Here is Pinto throwing the fastball for a called strike at 93 mph. – Video by Baseball Betsy
The real weapon here is a plus changeup. The pitch starts with excellent deception has he throws it with the arm speed and slot as his fastball. Beyond the deception, the changeup (which he throws in the 79-83 range) has really good armside fade (move down and towards the right handed batters box). He is not afraid to throw the pitch to both right and left handed batters and has shown the ability to locate the pitch as well. In the minors it has been his primary bat missing pitch and he has used it early in counts to pitch inexperienced hitters backwards.
Pinto throws the changeup for a swinging strikeout. – Video by Baseball Betsy
The third (or fourth once you split the fastballs) pitch in Pinto’s arsenal is an inconsistent slider. At times it will flash average to a bit above, but last set of reports were that the pitch still lacks consistency. The slider is an important future piece in the arsenal for Pinto in the same way that it is an important piece for Zach Eflin a level above him. Unlike Eflin, Pinto’s changeup is a real bat misser, but he does need another pitch just to keep hitters honest at the plate.
The thing that separates Pinto from his peers for me is on the mental side. The Phillies love his composure and approach, because he just attacks hitters. Pinto has confidence in his fastball and changeup and will throw them as a strike to anyone. This sounds really simple, but it is not a quality you find in a ton of pitching prospects, not everyone goes out and just attacks the hitters.

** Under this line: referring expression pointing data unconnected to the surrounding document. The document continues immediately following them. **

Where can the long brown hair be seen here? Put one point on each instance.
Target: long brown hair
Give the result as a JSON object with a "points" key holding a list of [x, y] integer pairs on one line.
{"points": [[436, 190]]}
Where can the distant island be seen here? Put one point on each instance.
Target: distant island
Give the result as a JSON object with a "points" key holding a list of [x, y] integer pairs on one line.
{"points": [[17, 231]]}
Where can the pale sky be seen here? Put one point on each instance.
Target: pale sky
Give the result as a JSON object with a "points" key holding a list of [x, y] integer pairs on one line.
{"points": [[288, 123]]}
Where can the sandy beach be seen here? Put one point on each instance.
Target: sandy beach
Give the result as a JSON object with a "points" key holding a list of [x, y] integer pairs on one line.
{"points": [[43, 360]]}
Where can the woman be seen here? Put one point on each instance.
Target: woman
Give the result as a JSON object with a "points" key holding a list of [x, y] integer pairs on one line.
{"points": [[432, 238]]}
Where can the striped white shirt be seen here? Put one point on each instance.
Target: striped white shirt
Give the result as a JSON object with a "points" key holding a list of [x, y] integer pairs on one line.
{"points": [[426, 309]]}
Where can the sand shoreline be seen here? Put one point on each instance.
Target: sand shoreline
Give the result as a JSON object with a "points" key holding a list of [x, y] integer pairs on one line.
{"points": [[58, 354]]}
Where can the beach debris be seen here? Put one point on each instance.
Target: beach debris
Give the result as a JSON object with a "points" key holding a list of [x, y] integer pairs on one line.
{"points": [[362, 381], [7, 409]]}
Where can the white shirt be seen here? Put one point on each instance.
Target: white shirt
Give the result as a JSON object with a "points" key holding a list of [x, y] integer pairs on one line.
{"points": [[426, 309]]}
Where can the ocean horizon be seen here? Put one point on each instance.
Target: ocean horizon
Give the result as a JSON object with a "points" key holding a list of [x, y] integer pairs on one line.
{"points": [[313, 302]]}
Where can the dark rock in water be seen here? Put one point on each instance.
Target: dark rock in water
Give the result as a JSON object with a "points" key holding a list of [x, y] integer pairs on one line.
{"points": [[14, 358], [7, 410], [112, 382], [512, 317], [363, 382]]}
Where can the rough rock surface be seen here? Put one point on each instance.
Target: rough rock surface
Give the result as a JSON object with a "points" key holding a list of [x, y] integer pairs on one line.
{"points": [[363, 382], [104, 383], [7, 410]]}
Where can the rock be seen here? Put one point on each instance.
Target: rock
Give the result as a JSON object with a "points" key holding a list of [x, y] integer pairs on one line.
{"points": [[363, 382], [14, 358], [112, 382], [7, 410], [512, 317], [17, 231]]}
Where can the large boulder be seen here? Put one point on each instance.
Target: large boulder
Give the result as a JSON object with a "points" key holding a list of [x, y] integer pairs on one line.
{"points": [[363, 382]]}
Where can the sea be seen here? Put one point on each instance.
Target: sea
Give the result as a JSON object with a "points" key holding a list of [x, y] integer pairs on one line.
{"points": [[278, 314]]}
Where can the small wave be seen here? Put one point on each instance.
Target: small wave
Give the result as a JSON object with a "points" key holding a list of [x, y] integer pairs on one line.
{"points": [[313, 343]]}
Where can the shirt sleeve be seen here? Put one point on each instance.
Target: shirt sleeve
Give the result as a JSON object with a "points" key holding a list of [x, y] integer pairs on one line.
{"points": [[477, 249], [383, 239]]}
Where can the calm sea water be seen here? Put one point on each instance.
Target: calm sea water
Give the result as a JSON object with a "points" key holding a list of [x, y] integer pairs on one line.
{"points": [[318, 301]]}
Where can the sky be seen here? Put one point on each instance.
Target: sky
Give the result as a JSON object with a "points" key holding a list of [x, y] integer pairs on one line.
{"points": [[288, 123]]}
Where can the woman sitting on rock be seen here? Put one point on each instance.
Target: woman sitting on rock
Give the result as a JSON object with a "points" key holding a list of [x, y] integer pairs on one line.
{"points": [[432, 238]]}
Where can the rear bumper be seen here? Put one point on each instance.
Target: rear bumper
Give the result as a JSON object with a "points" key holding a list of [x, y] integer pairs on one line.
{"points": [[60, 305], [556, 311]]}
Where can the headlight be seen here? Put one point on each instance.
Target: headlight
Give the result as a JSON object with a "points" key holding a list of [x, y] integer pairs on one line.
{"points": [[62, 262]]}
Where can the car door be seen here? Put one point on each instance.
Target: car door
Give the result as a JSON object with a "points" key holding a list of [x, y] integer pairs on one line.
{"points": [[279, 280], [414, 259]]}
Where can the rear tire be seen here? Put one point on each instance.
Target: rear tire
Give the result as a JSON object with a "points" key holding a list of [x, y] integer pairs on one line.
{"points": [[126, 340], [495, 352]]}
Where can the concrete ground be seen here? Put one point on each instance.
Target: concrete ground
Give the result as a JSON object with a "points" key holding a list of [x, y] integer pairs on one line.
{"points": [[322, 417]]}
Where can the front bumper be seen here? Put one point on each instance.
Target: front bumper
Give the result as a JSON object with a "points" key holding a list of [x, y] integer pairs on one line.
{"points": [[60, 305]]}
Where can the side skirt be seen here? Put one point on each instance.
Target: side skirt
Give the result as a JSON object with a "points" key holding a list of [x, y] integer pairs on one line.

Statistically, Pinto has backed up his stuff, and on the season he has a 2.79 ERA over 135.1 IP with 118 hits, 34 walks, and 101 strikeouts on the year. He did struggle to strike out batters upon his promotion to the FSL, but in 3 August starts he has gone 19.2 innings with a 0.46 ERA 11 H 3 BB 16 K. He likely will settle in the 7-8 K/9 range has he goes forward because of the lack of the wipeout breaking ball, but it should be plenty. Pinto has the inside track on being the first real prospect to win the Paul Owens Award for the top Phillies minor league pitching season.
Together, the whole profile has mid rotation upside because he has the two plus pitches to go to, but he is not going to reach that ceiling without the slider getting to at least average. The more likely outcome here is a #4 starter who goes out and attacks hitters with the fastball and changeup and will flash a higher upside on days where the command is perfect. The fall back here is a fastball/changeup reliever, in which case it is an impact back of the bullpen arm. The Phillies are going to keep him as a starter until he gets forced off the position. He should start 2016 in the Reading rotation and with a Rule 5 decision looming after the 2016 season he could actually arrive in the major league fairly quickly. He may not be in the same proximity tier as Thomspon and Eflin or have the upside of Kilome, but Pinto is very close to the conversations about best pitching prospect in the system.